In a manifesto posted on the Poetry Foundation’s website, poet Mark Nowak declared that “documentary poetics needs to participate not only in the social field of contemporary Poetry but—as has been its historical trajectory—in the larger social movements of the day.” We’ll explore excerpts from four collections of poetry that can be considered as participating in social justice movements while also remaining both local and personal. Additionally, these works utilize photographs, visual manipulation, and textual manipulation to confront and subvert meaning, thus challenging the normally understood relationship between what is “documentary” and what is “journalistic.” Through our conversations in class we will explore the relationship between social justice issues and how they are represented on the page. We will consider how work by Claudia Rankine, Phil Metres, Don Mee Choi, and Monica Ong fit, alter, or defy the relationships of text, image, and social position.

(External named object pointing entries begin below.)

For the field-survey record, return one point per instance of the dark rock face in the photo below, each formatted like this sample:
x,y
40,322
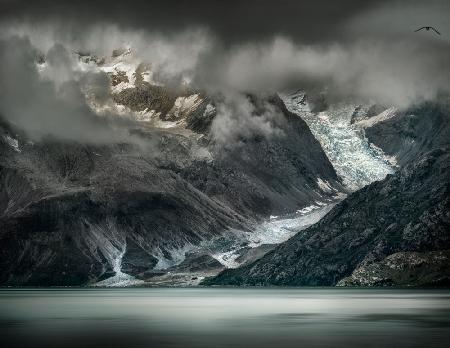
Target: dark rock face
x,y
197,263
406,212
136,260
414,131
68,210
404,269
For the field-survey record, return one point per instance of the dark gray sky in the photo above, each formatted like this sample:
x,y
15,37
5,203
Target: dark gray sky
x,y
231,20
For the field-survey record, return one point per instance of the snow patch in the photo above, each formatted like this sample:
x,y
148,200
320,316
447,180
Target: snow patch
x,y
14,143
383,116
353,158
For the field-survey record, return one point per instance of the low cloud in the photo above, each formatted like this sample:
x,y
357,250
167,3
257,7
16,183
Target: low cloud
x,y
44,107
387,64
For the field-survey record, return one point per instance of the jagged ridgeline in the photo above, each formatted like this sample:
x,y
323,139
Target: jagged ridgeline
x,y
172,202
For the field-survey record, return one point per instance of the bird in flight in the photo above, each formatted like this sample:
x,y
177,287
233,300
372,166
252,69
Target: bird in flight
x,y
428,28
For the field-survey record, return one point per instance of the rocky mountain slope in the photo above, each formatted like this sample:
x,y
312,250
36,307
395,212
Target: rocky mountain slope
x,y
383,234
75,214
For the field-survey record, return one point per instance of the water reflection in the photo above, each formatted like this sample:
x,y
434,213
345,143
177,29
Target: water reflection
x,y
224,317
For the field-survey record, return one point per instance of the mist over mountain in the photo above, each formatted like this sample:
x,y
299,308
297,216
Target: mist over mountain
x,y
158,143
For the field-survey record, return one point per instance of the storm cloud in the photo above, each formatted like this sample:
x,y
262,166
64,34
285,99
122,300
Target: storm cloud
x,y
365,52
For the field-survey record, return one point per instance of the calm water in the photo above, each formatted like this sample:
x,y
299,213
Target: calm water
x,y
199,317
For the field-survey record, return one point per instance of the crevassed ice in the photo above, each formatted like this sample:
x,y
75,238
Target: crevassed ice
x,y
354,159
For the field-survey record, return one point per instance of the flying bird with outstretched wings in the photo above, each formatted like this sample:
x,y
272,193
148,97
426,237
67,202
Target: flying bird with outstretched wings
x,y
428,28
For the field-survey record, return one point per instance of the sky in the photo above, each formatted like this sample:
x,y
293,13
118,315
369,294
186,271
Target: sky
x,y
363,50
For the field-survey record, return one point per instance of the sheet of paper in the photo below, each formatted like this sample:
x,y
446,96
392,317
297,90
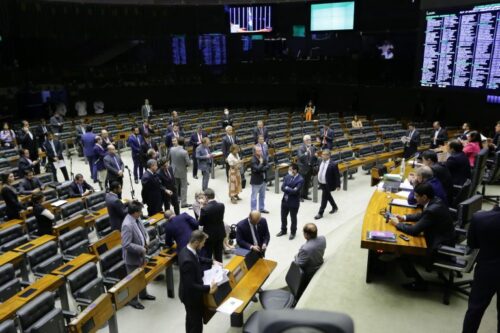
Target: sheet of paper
x,y
230,305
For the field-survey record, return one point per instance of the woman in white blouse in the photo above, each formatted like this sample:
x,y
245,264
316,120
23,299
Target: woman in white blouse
x,y
235,163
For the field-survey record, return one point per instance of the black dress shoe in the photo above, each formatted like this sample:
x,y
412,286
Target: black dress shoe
x,y
415,286
148,297
136,305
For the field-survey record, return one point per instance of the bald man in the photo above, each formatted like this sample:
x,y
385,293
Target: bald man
x,y
252,233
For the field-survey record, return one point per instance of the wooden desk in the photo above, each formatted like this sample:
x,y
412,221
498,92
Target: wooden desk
x,y
35,243
74,264
104,244
91,218
128,288
95,316
374,221
46,283
158,264
65,226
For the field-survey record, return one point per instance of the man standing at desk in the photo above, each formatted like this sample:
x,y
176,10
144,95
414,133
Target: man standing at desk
x,y
434,221
191,287
134,247
292,184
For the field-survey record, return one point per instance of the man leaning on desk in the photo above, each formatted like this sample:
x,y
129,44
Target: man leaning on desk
x,y
437,225
191,287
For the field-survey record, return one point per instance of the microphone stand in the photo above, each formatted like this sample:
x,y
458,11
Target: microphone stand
x,y
132,191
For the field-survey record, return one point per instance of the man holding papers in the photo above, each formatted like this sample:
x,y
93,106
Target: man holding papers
x,y
191,287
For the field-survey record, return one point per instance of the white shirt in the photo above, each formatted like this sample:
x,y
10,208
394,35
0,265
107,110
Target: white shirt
x,y
322,171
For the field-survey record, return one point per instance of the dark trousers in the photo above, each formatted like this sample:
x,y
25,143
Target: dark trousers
x,y
214,248
171,200
138,170
307,183
284,218
195,163
485,285
143,292
194,318
326,197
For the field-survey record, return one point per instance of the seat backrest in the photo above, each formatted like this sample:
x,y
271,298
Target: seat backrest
x,y
82,276
72,237
42,253
11,233
295,279
7,273
110,258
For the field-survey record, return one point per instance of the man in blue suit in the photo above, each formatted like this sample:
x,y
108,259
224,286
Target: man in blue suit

Whether it is an essay, novel, play or poem you are creating, at some point you will need to do some old-fashioned research. And whether it’s a new online database, 50-year-old book, 300- year-old manuscript, or 500-year-old map that you need, this workshop will help you find the resources that best inform your writing. Bring your research questions and, together, we will dig up the answers. This session will cover (1) what is available online through PLU’s library, (2) how to work in / with specialized collections, (3) how to get what you need from your own local library and archival resources, and (4) how to know when to stop researching and turn to writing.

Although characters exist in our imaginations, they still require sustenance. Food in fiction can serve a functional purpose: it can boost realism, nurture the body, and advance plot by giving characters excuses to meet. The purpose of food can also be metaphorical: it can forge robust character bonds, indicate emotion, and so much more. In this craft class, we will examine examples of stories and novel excerpts that intentionally use food to enhance characterization, further plot, instill realism, build relationships, cultivate imagery, and/or conjure meaning. Texts to be read prior to the class meetings include Bryan Washington’s “Visitor”; Deesha Philyaw’s “Peach Cobbler”; an excerpt from Elena Ferrante’s “Days of Distraction”; Haruki Murakami’s “The Second Bakery Attack” and James Baldwin’s “Sonny’s Blues.” Collectively, these works highlight the possibilities for how food may symbolically function in our own writing. Among many things, food can viscerally conjure violence, tenderness, joy, magic, intimacy, culture, history and more. Along with considering the literal and figurative mechanics of food in these works, we will also discuss concrete techniques that we can use to elevate our own fiction via deliberate, sense-oriented food imagery.

How do we depict violence in writing? Should we? In this flash class, we’ll delve into the nuances of character development, pacing, and narrative tension among other aspects of craft to explore the intricacies of writing violence, both physical and emotional. We will also go beyond the technical aspects of writing and discuss the spectrum of violence and its various interpretations as well as the challenges, responsibilities, and ethics that come with tackling such intense subjects.